Read up on copyright and trademark infringement. Know what you can and can't sell on a t-shirt. Don't steal. Stealing ranges anywhere from simply using someone elses design verbatim to using Google Image Search and using found images as part of a t-shirt design. If you steal, you will be found out and your image and brand will be ruined. If you don't design the shirts yourself, make sure the artists you commission are legit. Some dude emailed me the other day asking why one of my shirts looks almost exactly like his logo. I said "Well that shirt is a parody of the Yo! MTV Raps logo.

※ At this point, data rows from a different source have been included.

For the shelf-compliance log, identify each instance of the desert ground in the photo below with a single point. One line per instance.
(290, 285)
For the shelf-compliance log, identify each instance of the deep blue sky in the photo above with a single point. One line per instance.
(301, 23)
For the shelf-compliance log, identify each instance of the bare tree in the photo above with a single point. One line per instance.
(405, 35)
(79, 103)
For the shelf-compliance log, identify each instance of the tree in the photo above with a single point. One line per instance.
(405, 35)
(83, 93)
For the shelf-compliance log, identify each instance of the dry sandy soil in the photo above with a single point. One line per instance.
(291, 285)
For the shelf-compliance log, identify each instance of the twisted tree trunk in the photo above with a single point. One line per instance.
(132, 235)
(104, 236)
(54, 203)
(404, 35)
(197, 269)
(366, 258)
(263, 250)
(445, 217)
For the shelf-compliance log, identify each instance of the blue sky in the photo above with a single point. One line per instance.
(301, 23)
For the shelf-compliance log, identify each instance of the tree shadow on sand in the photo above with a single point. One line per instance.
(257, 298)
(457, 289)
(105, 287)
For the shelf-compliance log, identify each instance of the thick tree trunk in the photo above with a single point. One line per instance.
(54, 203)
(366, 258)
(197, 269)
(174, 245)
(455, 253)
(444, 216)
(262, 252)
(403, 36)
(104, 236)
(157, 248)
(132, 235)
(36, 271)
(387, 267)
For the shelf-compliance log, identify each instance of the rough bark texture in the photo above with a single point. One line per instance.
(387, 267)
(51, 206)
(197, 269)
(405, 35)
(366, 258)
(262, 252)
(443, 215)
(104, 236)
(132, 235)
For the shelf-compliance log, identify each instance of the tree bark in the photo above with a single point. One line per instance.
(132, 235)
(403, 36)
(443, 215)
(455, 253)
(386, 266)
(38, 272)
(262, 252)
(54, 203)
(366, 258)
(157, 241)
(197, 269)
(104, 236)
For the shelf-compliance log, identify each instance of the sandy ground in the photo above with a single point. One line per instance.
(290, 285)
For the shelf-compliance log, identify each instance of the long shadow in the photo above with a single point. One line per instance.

Your logo is too." He had no idea.


Just a few tips off the top of my head.


----------



## Javiergil1910 (Feb 4, 2009)

AeresClothing said:


> *Hire Professionals*
> 
> Too many times I see people who don't know anything about web design or graphic design building their own website. HORRIBLE idea. It usually ends with a crappy website that they refuse to change because they are proud of it. When it comes down to it, this is a business. Use professionals to do your website or your business will suffer dramatically. I guess people like to do it themselves because they are either:
> 1. Stingy
> ...


I agree, taking advice is very important. I have posted on here several times asking people to review my site and various things and I always listen to their feedback and take it very seriously. The great thing about this forum is you don't know anyone personally, so no one here is going to suck up to you like your friends and family will. They will be sure to tell you straight up what they think looks dumb or doesnt make sense. So really listen to the advise and feedback you get.


----------



## muneca (Sep 30, 2008)

Wow Bean-town good post. How do I save this as a favorite? Thanks for the info.


----------



## taboot (Oct 23, 2009)

Very good post. These are the steps that we have been working on to help establish ourselves in the industry. Good to know we are on the right track!


----------



## krylonking (Aug 28, 2007)

AeresClothing said:


> *Be Humble/Take Advice*
> 
> When 10 people tell you having an all flash e-commerce site, a splash page, and music playing on your website is a bad idea, listen. Don't act like a big shot. You're just starting out. Nobody knows who you are. Regardless of how good your designs are, don't charge a ridiculous amount even if you think you are the reincarnation of Monet because you "don't use clipart" (heh heh heh). I've seen some AMAZING paintings in my day that probably sold for $100 if that. Meanwhile Jackson Pollock crap goes for 100 million. Why? Because he's well-known.
> 
> ...


Oh my god this should be what you read before you post in the 'review my design forum'


----------



## Rodney (Nov 3, 2004)

muneca said:


> Wow Bean-town good post. How do I save this as a favorite? Thanks for the info.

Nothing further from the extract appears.